3. The Game of New Heights

With production costs so high, the market is searching for the next catalyst for value discovery. High costs provide bottom support, but to open up new upward space, stronger narratives from the demand side are needed, such as:

● More mainstream financial institutions allocating Bitcoin as a legitimate asset class.

● Breakthrough developments in the Bitcoin Layer 2 ecosystem, evolving from "digital gold" to "settlement network."

● Increased global macroeconomic uncertainty, reinforcing its attributes as a safe-haven asset.

4. Challenges Behind the Growth of Computing Power

The rapid growth of computing power is not without concerns. As the hash rate continues to rise, the profit pressure faced by miners is intensifying.

AiCoin data shows that despite the record-breaking hash rate, Bitcoin miners' income is decreasing—the hash price has dropped by 15.61% in the past 30 days.

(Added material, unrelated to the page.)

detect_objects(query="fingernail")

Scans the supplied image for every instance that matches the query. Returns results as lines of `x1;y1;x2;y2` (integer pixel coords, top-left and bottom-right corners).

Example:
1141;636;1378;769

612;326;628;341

● A month ago, on September 18, the hash price—i.e., the price obtainable for one petahash (PH/s) per second—was $54.71. As of October 18, this price had fallen to $46.17 per petahash.

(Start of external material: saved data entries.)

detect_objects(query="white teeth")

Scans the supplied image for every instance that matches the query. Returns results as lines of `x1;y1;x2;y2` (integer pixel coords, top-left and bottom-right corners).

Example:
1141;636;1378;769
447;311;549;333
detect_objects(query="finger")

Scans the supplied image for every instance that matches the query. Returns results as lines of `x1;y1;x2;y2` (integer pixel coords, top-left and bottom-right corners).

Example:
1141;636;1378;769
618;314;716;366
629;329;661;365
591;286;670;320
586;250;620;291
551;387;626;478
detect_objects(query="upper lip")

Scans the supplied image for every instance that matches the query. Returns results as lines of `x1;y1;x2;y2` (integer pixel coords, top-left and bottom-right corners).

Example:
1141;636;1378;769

More computing power does not always mean more profit.

● At the same time, the network mining difficulty has also surged. On October 16, the average block time was slow, hovering around 10 minutes and 21 seconds.

● By October 18, the average block time shortened to 9 minutes and 29 seconds, reshaping the predictions for the next difficulty adjustment expected on October 29, 2025.

● At that time, predictions indicated an increase of 3.39%—but as of October 18, that estimate had risen to 5.43%.

5. Potential Impact on Bitcoin Prices

What impact does the continued growth of Bitcoin's computing power have on market prices?

● Analysis shows that in the short term, the growth of computing power may provide price support, but the medium to long-term impact is more complex. It is commonly believed that changes in Bitcoin's hash rate affect BTC prices. However, this is not entirely true.

● The real dynamic is that changes in BTC's market value influence the hash rate, not the other way around.

Therefore, except in certain specific situations, it is unrealistic to use hash rate trends to predict price movements. If miners are forced to sell large amounts of BTC at low prices to quickly convert to fiat currency to pay for electricity, it may increase selling pressure.

● However, data shows that since October 12, selling pressure has actually decreased. This indicates that miners have not yet begun to sell their BTC reserves on a large scale.

● From historical data, the increase in hash rate often coincides with significant rises in Bitcoin prices.

For example, in March 2025, the hash rate of the Bitcoin network reached a new historical high, while Bitcoin's price rose from $65,000 to $72,000 during the same period. This correlation indicates a strong bullish sentiment between miners and investors, who view the increase in network security as a positive signal for Bitcoin's value proposition.

Indicators

Current Value (2025.10)

Historical Comparison

Price Impact

Hash Rate

1,161-1,241 EH/s

ATH +20% (vs. 2024)

Positive lead, supports rebound

Difficulty

146.72 T

+15% QoQ

Short-term profit compression, volatility ↑

Hash Price

$47-49/TH/s

-8% WoW

Neutral, alert if < $40

BTC Price

~$108,833

+25% YTD

Bull market continues, but high volatility

Source: Compiled by AiCoin

6. Conclusion: Between the Shadows and Light of Computing Power

Looking ahead, the Bitcoin mining industry may exhibit two major trends: first, the global competition for computing power will continue to intensify, and second, miner efficiency will become a key decisive factor.

As the hash rate reaches new highs, the Bitcoin network's resistance to attacks has also significantly strengthened. This indicates an increased confidence in the network's robustness, which may positively impact Bitcoin's market price. The increase in hash rate may bring greater stability and resistance to attacks.

At the same time, miners may face industry consolidation. As network conditions tighten, smaller operations may face greater pressure than industrial-scale miners. If market dynamics do not change quickly, the consolidation of the entire industry may accelerate, benefiting those companies that have already optimized for costs, energy acquisition, and long-term strategies.